El escándalo del cohecho durante el período parlamentario había llegado a tal grado que el diplomático Marcial Martínez propuso, según Gonzalo Vial, que el Estado, con dineros del erario público, cohechara a los parlamentarios y, de esta manera, evitar el saqueo de ejércitos particulares y, por último, si esta estrategia no resultaba, el Estado cohechara directamente a los electores.

Como en la actualidad, los cargos de las reparticiones públicas se repartían entre los partidos: los radicales tenían el monopolio de los profesores fiscales; los liberales democráticos balmacedistas, los jueces; los conservadores, la jerarquía eclesiástica; los liberales, los altos puestos en la administración pública; incluso, los demócratas, que antes representaban a las clases populares, una vez que comenzaron a formar parte del gobierno, se transformaron en los ávidos buscadores de cargos fiscales – su jefe, Malaquías Concha, declaraba que era muy difícil dejar contentos a sus militantes -.

En el presidencialismo, de 1925 hasta 1938, se mantuvo el cohecho, y el pueblo soberano era permanentemente defraudado, y necesario impulsar una reforma tan revolucionaria para la época, la instauración de la cédula única para terminar, al  menos, con la desfachatez  con la cual la oligarquía compraba la conciencia de los electores. En la actualidad, el cohecho en más sutil e inteligente: se hace a punta de bonos, favores, acuerdos de reformas con los empresarios. En fin, los cargos tienen un valor en dinero, muy similar al que describía Alberto Edwards respecto a la República Parlamentaria.

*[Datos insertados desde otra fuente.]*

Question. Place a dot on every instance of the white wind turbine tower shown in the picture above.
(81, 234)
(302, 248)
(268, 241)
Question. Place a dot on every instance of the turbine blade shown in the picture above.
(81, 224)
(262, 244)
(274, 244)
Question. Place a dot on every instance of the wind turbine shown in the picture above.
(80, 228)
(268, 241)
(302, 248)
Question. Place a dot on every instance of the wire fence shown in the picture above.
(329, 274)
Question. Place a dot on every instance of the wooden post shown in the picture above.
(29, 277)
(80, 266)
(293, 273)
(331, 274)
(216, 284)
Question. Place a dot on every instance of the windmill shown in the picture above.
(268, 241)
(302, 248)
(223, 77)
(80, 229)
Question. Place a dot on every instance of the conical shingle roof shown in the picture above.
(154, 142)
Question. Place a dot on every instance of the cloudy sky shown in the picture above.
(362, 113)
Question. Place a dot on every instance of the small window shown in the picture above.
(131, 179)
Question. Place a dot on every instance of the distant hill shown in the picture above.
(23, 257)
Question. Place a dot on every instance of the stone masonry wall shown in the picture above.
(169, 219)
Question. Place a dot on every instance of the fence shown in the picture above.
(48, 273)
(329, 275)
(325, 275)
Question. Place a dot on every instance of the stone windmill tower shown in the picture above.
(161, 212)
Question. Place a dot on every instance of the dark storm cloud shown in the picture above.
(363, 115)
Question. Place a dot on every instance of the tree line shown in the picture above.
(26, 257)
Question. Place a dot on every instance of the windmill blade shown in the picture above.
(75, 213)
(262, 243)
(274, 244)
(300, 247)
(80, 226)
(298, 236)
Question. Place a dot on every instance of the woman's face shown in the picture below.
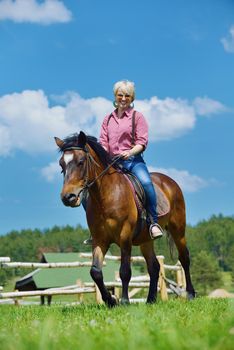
(123, 99)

En síntesis, la tesis de que la corrupción está íntimamente relacionada con el poder es un hecho comprobado a través de la historia. Si intentamos graduar la  corrupción – no en todos los casos y épocas es igual – no cabe duda de que se desarrolla con mayor facilidad y menor control en las épocas donde el predominio de las plutocracias es incontrarrestable. Así ha ocurrido en nuestra historia de 1891 a 1925, y desde la dictadura militar, instaurada en 1973, hasta nuestros días. En consecuencia, hay plutocracias y castas políticas alejadas de la sociedad civil, de seguro, hay mayor corrupción. Siempre es preciso tener presente aquella sentencia de Max Weber en el sentido de que el político “pacta con el Diablo”, pues tiene que entenderse con el poder que siempre es fuerza y coerción, sea legítima o ilegítima, en consecuencia, “no se dedique a la política si piensa que va encontrar la salvación en ella.